Can a camel sprout wings? We can imagine it, as Descartes says, because we can combine diverse elements into one thing, even though a “winged camel” doesn’t exist, keeping in mind that we don’t have to prove a negative. The burden of proof is on the assertion that there is a winged camel. Looking around my home office, where I’m typing this essay, I can say that I don’t see one currently. I’ll go that far. I can also imagine enjoying a statue of a winged camel on my desk.
I can see, for example, that two museums in my town have taken different tacks on the live issue of diversity. MoMA has plunged all in (or has it?), while the matronly Metropolitan has dipped its toe in. I’m reminded that, in looking at a painting, the words “abstract” and “representational” are relative terms. No painting at all is absolutely representational…there are always some abstract aspects present. And there’s no such thing as an absolutely abstract painting. Mondrian started out painting landscapes with trees.
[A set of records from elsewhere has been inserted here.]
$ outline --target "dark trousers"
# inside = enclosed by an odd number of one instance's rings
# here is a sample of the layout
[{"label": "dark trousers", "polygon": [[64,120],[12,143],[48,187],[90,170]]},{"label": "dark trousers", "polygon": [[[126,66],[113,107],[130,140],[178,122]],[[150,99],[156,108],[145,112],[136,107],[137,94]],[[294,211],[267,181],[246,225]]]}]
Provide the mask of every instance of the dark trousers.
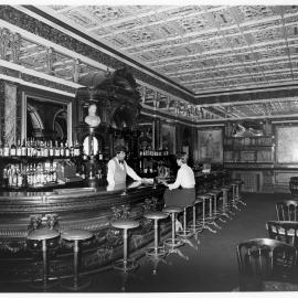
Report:
[{"label": "dark trousers", "polygon": [[187,207],[195,201],[195,189],[167,189],[163,194],[164,206]]}]

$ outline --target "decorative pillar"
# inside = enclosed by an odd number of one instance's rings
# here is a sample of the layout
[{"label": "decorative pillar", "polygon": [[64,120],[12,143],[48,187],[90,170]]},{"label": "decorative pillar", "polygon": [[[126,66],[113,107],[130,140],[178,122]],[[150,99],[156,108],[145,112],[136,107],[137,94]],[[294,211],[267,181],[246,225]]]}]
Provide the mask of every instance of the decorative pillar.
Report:
[{"label": "decorative pillar", "polygon": [[20,64],[20,52],[21,52],[21,35],[19,33],[11,34],[11,53],[13,63]]},{"label": "decorative pillar", "polygon": [[7,52],[9,46],[9,35],[10,32],[6,28],[0,28],[0,58],[7,60]]},{"label": "decorative pillar", "polygon": [[4,84],[4,141],[17,141],[17,86]]},{"label": "decorative pillar", "polygon": [[79,78],[79,72],[81,72],[79,63],[81,61],[78,58],[74,60],[73,62],[73,71],[74,71],[73,81],[75,83],[78,83],[78,78]]},{"label": "decorative pillar", "polygon": [[54,75],[54,49],[46,49],[46,73],[49,75]]}]

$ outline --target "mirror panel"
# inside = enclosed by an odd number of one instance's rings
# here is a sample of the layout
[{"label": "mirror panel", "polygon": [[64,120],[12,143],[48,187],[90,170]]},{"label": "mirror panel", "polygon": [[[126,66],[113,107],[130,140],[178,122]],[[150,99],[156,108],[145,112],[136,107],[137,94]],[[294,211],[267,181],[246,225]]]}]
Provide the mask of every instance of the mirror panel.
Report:
[{"label": "mirror panel", "polygon": [[22,139],[72,142],[71,102],[23,96]]}]

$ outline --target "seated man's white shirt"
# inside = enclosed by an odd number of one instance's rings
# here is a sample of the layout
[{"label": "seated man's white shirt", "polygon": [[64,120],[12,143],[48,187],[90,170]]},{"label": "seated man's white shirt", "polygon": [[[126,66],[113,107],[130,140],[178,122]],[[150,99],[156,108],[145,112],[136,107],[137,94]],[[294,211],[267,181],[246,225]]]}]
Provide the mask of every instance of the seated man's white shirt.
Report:
[{"label": "seated man's white shirt", "polygon": [[[136,181],[140,181],[141,178],[126,163],[126,161],[124,160],[123,163],[119,162],[119,160],[116,158],[116,162],[119,163],[119,167],[124,170],[125,166],[126,166],[126,173],[132,178]],[[124,164],[125,163],[125,164]],[[115,161],[111,159],[109,160],[108,164],[107,164],[108,171],[107,171],[107,182],[109,184],[115,184],[115,180],[114,180],[114,174],[115,174],[115,169],[116,169],[116,164]]]},{"label": "seated man's white shirt", "polygon": [[168,184],[169,190],[178,189],[179,187],[192,189],[194,185],[195,179],[193,170],[187,163],[183,163],[178,170],[174,183]]}]

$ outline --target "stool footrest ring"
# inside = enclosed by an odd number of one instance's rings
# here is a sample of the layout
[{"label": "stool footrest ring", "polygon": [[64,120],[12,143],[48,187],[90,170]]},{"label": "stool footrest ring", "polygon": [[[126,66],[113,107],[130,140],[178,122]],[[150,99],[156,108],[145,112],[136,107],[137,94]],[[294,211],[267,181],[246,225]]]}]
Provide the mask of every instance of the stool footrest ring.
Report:
[{"label": "stool footrest ring", "polygon": [[128,258],[125,263],[125,260],[121,258],[114,263],[113,268],[120,272],[129,272],[136,269],[138,266],[139,265],[135,259]]},{"label": "stool footrest ring", "polygon": [[166,256],[168,251],[163,246],[149,247],[146,249],[146,255],[149,257],[162,257]]},{"label": "stool footrest ring", "polygon": [[175,248],[183,245],[183,242],[181,240],[172,240],[168,238],[164,241],[166,247]]},{"label": "stool footrest ring", "polygon": [[73,277],[65,278],[61,281],[61,286],[68,290],[82,290],[87,288],[92,283],[92,279],[86,276],[79,276],[77,281],[74,281]]},{"label": "stool footrest ring", "polygon": [[190,238],[190,237],[192,237],[193,236],[193,231],[192,230],[182,230],[182,231],[178,231],[177,233],[177,236],[179,237],[179,238]]}]

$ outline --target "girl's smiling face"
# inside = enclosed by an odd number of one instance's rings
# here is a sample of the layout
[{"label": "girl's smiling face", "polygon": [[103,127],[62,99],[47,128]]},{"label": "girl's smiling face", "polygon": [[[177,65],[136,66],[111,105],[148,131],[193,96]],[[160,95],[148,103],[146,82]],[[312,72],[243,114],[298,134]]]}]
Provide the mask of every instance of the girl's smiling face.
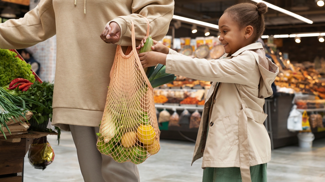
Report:
[{"label": "girl's smiling face", "polygon": [[253,33],[253,27],[249,25],[240,27],[228,13],[221,16],[219,26],[220,33],[219,40],[223,45],[226,53],[232,54],[240,48],[254,43],[251,37]]}]

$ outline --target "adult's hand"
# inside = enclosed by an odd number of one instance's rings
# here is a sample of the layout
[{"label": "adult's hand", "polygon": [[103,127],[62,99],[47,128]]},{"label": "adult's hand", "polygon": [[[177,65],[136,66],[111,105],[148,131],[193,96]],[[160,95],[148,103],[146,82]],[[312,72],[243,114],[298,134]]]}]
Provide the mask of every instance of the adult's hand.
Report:
[{"label": "adult's hand", "polygon": [[108,23],[100,35],[100,38],[106,42],[115,44],[121,38],[121,30],[118,24],[114,22]]}]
I still like to think of those trees with their traced branches when I look at his abstracts of blocked color demarcated by black lines. MoMA has a Picasso painting that’s as abstract as Picasso gets, but it’s still called “The Studio”. The title of the work is not absolutely abstract. And I like it very much, that art critic John Berger says that it’s relevant to ask of a picture “What is it about?” It’s not an unsophisticated question.
Likewise, “canon” and “diversity” could be two semantic extremes on a gradient that never reaches an absolute state.
Hey, what’s going on with the max diversity at MoMA? Do you want to change most of your friends every six months? Maybe you do.
Over at the more staid Metropolitan, I am associating “staid” with “stayed”. I don’t want the Met’s Manets to be removed from the walls because they have been there for years. I look forward to seeing them. If I wasn’t in the mood for them on one visit, I’d skip them that time. There’s a Rousseau (Barbizon school) that’s been in an adjoining gallery for over fifty years. I know because I’ve been looking at it since I was a teenager. Forty years in, I noticed something new about it. That was an event. There’s slow looking. There’s fast looking. But there’s also no looking. It’s the last which is the least desirable.
There are times when you don’t want the life raft to tip over…where there are sharks? The arts are my raft. Yes, sometimes, for contrast, I just want to jump in.
Can you diversify to the point where there is no canon? I’d say, not quite. There would always be a canon implied, even though it might be buried under a lot of anti-canon ideology.
I’d be inclined to say also that no canon, no matter how strict, can annihilate diversity. The diverse, with its outsiders and others, is always there, if only under the surface, if only quietly, undermining the substructure on which the canon stands. Let’s open our arms to both, and thereby keep our brains and hearts alive. We’re not on steady ground all the time, nor should we be.